Synopsis:
While the individual-level efficacy of opioid agonist therapy (OAT) on reducing mortality has been established and quantified in meta-analyses, demonstrating its effect at population-level has been more challenging. Such evidence is key to support and inform scale up of OAT programs globally, which is urgently needed as most programs reach only a small proportion of those in need. No studies have estimated the impact of a large-scale OAT program on mortality through reproducing mortality dynamics among OAT recipients over time. We used linked government OAT program, incarceration and mortality data from the Australian State of New South Wales (NSW) from 2001-2018 to develop and inform a dynamic mathematical model of overdose and other cause mortality. This reproduces the treatment and incarceration trajectories of nearly 50,000 people receiving OAT at least once over this period, as well as mortality patterns by cause of death, OAT status and incarceration stage.

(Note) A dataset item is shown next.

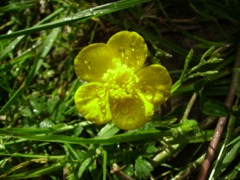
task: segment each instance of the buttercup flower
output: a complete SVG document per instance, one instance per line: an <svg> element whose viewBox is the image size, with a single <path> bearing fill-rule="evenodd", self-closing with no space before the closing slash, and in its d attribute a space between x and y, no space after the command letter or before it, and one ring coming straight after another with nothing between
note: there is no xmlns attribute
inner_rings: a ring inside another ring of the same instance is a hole
<svg viewBox="0 0 240 180"><path fill-rule="evenodd" d="M124 130L148 122L154 107L168 99L172 80L159 64L144 67L147 53L144 39L129 31L83 48L74 60L78 78L88 82L74 96L79 113L96 124L112 120Z"/></svg>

Over 2001-2020, we estimate OAT provision reduced overdose and other cause mortality among the cohort by 53% and 27%, respectively. Over 33,000 life years were gained, corresponding to nearly 10 life years gained per 100 person-years on OAT. The prison OAT program and post-release OAT-linkage contributed to 12% of overall OAT program impact, mostly averting deaths in the month post-release. Indeed, such programs prevent treatment discontinuation and high mortality upon prison release. Our study shows that the OAT program in NSW has had a major impact on reducing opioid overdose deaths and total deaths among people engaged with treatment in the past 20 years. This can be attributed to both the high coverage of OAT over time (>50%) and the relatively long average duration of OAT episodes (1.74 years) among this cohort, emphasizing the key importance of retention for OAT program implementation
Background and Aims:
The individual-level effectiveness of opioid agonist treatment (OAT) in reducing mortality is well established but there is less evidence on population-level benefits. We use modeling informed with linked data from the OAT program in New South Wales (NSW), Australia, to estimate OAT provision impact on population mortality.
Methods:
We used linked data on OAT provision, incarceration, and mortality among a cohort of 49,359 individuals who ever received OAT in NSW from 2001-2018 to inform a dynamic model of overdose and other cause mortality. The model incorporated elevated mortality post-release from prison, and OAT impact on reducing mortality and incarceration. We estimated impact of OAT provision in community and prison on mortality among the OAT cohort from 2001-2020. We also assessed impact of eliminating excess mortality during OAT initiation/discontinuation.
Results:
Among the cohort, mortality was 0.9 per 100 person-years, OAT coverage and retention remained high (>50%, 1.74 years/episode). Over 2001-2020, we estimate OAT provision reduced overdose and other cause mortality among the cohort by 53% [95% credible interval: 49%-56%] and 27% [22%-30%], respectively. We estimate 1.2 deaths averted and 9.7 life-years gained per 100 person-years on OAT. Prison OAT with post-release OAT-linkage accounted for 12% [11%-13%] of all deaths averted by the OAT program, primarily through preventing deaths in the first month post-release. Preventing elevated mortality during OAT initiation and discontinuation could have averted up to 1.4% [1%-2%] and 3% [2%-5%] of deaths, respectively.
Conclusion:
The community and prison OAT program in NSW substantially reduced population-level overdose and all-cause mortality in the past 20 years, partially due to high retention which should be a key consideration of national programs.